In the present study, we also evaluated the potential risk factors for %BF gain after BC chemotherapy. The results showed that, compared with postmenopausal women, premenopausal women displayed significantly higher risk for %BF gain. This was consistent with the finding from other studies [28]. Research suggested that premature amenorrhea caused by adjuvant chemotherapy might trigger increased fat accumulation and alterations in fat distribution [21]. We also found that the younger group of women were more likely to have %BF gain than the older group, and this might be because the cutoff age of 50 years in this study was close to the average age of menopause in our local population. In addition, our study showed that the risk of %BF gain appeared to be greater in women receiving multi-agent than single agent chemotherapy regime. A similar finding was reported by Demark-Wahnefried et al. [11] and Jatoi et al. [35]. But the reason for this phenomenon has not been thoroughly clarified. Furthermore, a variety of studies have highlighted that lifestyle has an important impact on body composition changes [9,10,36]. It was obvious in this study that increased dietary intake and reduced energy expenditure were found to contribute significantly to %BF gain during BC chemotherapy. In addition to these factors, baseline weight, tumor stage, and treatment length have also been reported to be associated with %BF gain [22,37,38], but no significant association was detected in our study. The explanations for these differences remain to be elucidated and might well give insights into the mechanisms involved.

To our knowledge, this is the first study specifically designed to investigate %BF change in Chinese women after adjuvant chemotherapy for BC, but some limitations should also be noted.
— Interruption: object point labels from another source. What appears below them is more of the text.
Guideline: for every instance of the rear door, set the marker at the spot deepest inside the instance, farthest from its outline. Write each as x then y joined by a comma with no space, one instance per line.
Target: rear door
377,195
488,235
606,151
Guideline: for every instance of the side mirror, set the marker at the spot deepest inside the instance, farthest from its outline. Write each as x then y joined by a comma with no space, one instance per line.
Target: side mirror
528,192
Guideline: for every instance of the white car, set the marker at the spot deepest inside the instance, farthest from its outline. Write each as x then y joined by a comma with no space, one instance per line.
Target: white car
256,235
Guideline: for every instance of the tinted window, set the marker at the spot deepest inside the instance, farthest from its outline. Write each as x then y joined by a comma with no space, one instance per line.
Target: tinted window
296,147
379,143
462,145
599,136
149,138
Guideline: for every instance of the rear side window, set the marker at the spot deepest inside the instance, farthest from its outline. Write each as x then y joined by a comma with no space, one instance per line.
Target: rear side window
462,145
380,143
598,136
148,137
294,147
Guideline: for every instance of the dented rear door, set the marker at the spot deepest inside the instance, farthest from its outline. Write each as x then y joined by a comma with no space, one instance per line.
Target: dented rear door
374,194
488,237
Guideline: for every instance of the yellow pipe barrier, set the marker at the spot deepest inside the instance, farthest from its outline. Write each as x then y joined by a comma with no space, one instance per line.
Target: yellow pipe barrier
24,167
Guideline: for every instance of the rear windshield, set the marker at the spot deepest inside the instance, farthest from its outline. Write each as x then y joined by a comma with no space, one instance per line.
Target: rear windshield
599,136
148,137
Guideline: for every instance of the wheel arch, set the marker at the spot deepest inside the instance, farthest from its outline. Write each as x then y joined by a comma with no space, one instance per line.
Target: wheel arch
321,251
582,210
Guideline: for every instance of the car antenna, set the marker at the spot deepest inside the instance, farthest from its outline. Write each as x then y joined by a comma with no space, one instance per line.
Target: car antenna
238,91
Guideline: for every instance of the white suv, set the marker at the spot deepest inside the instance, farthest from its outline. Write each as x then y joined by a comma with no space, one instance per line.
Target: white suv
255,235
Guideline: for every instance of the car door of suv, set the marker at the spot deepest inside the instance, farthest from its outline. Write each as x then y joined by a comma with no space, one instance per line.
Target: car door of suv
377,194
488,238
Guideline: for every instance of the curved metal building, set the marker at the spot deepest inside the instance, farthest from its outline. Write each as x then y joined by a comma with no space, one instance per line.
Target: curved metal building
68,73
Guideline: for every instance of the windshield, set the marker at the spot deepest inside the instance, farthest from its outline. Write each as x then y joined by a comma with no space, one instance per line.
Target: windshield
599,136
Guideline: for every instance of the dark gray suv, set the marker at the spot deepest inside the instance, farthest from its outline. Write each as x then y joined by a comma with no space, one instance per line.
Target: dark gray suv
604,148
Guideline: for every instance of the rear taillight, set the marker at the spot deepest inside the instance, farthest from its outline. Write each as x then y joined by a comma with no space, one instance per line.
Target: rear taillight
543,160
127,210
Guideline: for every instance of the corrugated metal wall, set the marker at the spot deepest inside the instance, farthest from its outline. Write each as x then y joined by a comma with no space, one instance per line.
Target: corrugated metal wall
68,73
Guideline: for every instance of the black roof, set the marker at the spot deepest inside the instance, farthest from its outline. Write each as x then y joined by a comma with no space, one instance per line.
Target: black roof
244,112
First, the sample size of this study was relatively small, which might place a limitation on the assessment of creativity. Second, bioelectrical impedance-derived body composition might be affected by hydration status, ambient temperature, and recent exercise. Last but not least, other risk factors not included in this study cannot be examined for confounding effects. Hence, further validation of our findings is warranted.

Conclusions

Our study results suggested that %BF gain occurred frequently in Chinese women after adjuvant chemotherapy for BC, especially in premenopausal women. Moreover, premenopausal status, younger age, multi-agent chemotherapy regimen, high-calorie diet, and decreased physical activity were the potential risk factors for %BF gain. %BF management should be an integral part of the entire course of BC treatment, and our findings provide valuable information for the development of interventions to curb deleterious changes in %BF.